Özdil'den Nasuhi Güngör'e sert sözler
Sözcü yazarı Yılmaz Özdil, Nasuhi Güngör'ü sert sözlerle eleştirdi. Özdil, "biraz daha sıkıştır Nasuhi'yi… “Benim adım Nasuhi değil, Nasuhi diye birini tanımıyorum” bile diyebilir" dedi.

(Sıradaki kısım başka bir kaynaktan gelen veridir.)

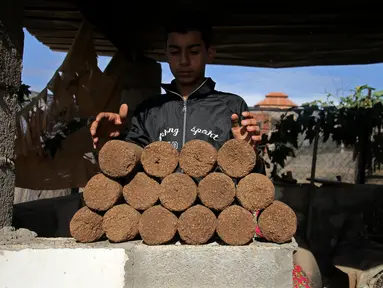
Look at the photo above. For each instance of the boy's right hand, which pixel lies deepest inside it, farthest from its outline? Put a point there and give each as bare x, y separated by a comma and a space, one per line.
108, 124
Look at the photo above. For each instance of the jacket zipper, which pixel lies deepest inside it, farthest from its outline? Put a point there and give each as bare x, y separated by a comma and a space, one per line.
184, 110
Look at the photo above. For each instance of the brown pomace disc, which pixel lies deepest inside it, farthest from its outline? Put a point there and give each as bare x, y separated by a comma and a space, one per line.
198, 158
159, 159
118, 158
236, 226
178, 192
121, 223
278, 222
86, 226
236, 158
102, 193
197, 225
142, 192
216, 191
157, 225
255, 192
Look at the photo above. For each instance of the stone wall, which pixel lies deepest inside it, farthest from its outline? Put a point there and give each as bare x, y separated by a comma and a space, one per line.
11, 51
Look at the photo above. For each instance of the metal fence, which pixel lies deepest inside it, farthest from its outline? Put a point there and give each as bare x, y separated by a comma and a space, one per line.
333, 162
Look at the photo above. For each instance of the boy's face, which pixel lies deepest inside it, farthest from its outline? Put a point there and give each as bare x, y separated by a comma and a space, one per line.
187, 56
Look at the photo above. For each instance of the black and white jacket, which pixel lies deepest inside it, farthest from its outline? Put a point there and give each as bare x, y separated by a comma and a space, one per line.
205, 115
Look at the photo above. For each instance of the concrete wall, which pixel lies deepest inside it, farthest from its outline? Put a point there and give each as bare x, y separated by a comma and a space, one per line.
64, 263
11, 51
342, 217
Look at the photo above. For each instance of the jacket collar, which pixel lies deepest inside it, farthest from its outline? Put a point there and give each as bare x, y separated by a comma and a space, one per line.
204, 89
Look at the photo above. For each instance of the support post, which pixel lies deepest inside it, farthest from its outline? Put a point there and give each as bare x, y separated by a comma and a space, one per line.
11, 52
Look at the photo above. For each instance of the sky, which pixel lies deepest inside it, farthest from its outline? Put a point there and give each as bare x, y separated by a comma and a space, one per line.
303, 84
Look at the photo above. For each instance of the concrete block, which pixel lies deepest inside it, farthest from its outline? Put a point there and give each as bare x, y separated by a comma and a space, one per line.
65, 263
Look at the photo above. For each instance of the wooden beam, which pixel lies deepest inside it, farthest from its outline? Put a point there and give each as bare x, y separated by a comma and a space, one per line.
57, 14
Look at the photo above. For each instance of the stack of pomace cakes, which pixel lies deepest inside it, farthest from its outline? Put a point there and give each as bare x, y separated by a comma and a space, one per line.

Muharrem İnce'nin, Cumhurbaşkanı Erdoğan'ın, Pensilvanya'da FETÖ lideri Fetullah Gülen'le görüştüğü iddiasında 'Yenilikçi hareket' kitabını dayanak gösterdiği eski TRT Haber Dairesi Başkanı Nasuhi Güngör'e tepkiler gelmeye devam ediyor.

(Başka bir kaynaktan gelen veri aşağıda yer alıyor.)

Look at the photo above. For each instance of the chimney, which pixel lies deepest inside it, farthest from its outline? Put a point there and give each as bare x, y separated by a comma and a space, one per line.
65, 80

Muharrem İnce miting kürsüsüne çıktı, asrın liderimizin yakın arkadaşı olan gazeteci Nasuhi Güngör'ün kitabını gösterdi. O kitapta asrın liderimizin Akp'yi kurmadan önce Pensilvanya'ya gidip feto'yla görüştüğü yazıyordu. Şak… Nasuhi Güngör derhal çıktı, kendi kendini yalanladı, kendi yazdığı kitabın “mesnetsiz” olduğunu söyledi, kendi yazdığı kitabın “uydurma” olduğunu, “asılsız” olduğunu söyledi.
*
Aslında buna şükür…
“O kitabı ben yazmadım, Muharrem İnce yazdı” diyebilirdi.
*
Hatta biraz daha sıkıştır Nasuhi'yi… “Benim adım Nasuhi değil, Nasuhi diye birini tanımıyorum” bile diyebilir.
*
Çünkü, Akp döneminin bu memlekete en büyük kötülüğü ne fabrikaların limanların satılmasıdır, ne hortlatılan terördür, ne çökertilen diplomasidir, ne de imha edilen yargıdır…
Akp döneminin en büyük kötülüğü “ar damarı çatlaması”dır.
*
Utanma, sıkılma, ayıp gibi kavramların tedavülden kalkmasıdır.
*
Dindar nesiller ayağıyla yaratılan “günah işleme özgürlüğü”nün kaçınılmaz neticesidir.
*
Bankaların madenlerin barajların elinden çıksın, olsun, gün gelir yerine koyarsın, toprak bile kaybedebilirsin, devran döner, geri kazanırsın. İstibdatı kaldırırsın, yargıyı, diplomasiyi düzeltirsin. Terörü çözmüştük daha önce, vatan şuuruyla hareket edersin, gene çözersin.
Ancak… Ar damarı çatlamışsa kardeşim, o millet ilelebet kazanabileceği ne varsa kaybetmiş demektir.
*
Şah damarı hayati zannedilir.
Halbuki, zamanında müdahale edersen yırtılan şah damarına bile çare vardır, çatlayan ar damarının tamiri yoktur.Allah aşkına elini vicdanına koy, şöyle bir etrafına bak… İşyerinde yalaka, dalkavuk, çarşıda fırıldak, pervane, yanardöner, sohbette dibek dövücünün hınnk deyicisi, yağdanlık, eyyamcı, mitingte şakşakçı, okulda yaltakçı, cenazede bile sırıtık, yılışık, daha bismillah “merhaba” de mesela, anında sırnaşık, vıcık vıcık, goygoycu, arkadaşlıkta riyakar, kaypak, kişiliksiz, dönek, medyada yavşak, yüzsüz, omurgasız, eğilen, bükülen, el pençe divancı, kıç yalayıcı, suratına tükürdüğünde yarabbi şükürcü, şaklaban, güvercin taklacısı, siyasette saray soytarısı… Böyle bir millet miydik biz?
*
Bu soruya cevap bulabilmek için, muhalefet partilerinin seçim beyannamelerini okuyorum.
Siyasi, hukuki, ekonomik, diplomatik vaatlerin elbette hepsi çok değerli ama, eksik…
Bence hepsinin birinci maddesine “ar damarı” yazılmalı.
*
Çünkü millet ittifakı iktidara geldiğinde hepimiz göreceğiz ki, karşısına dikilen en büyük sorun “ar damarı çatlaması” olacak.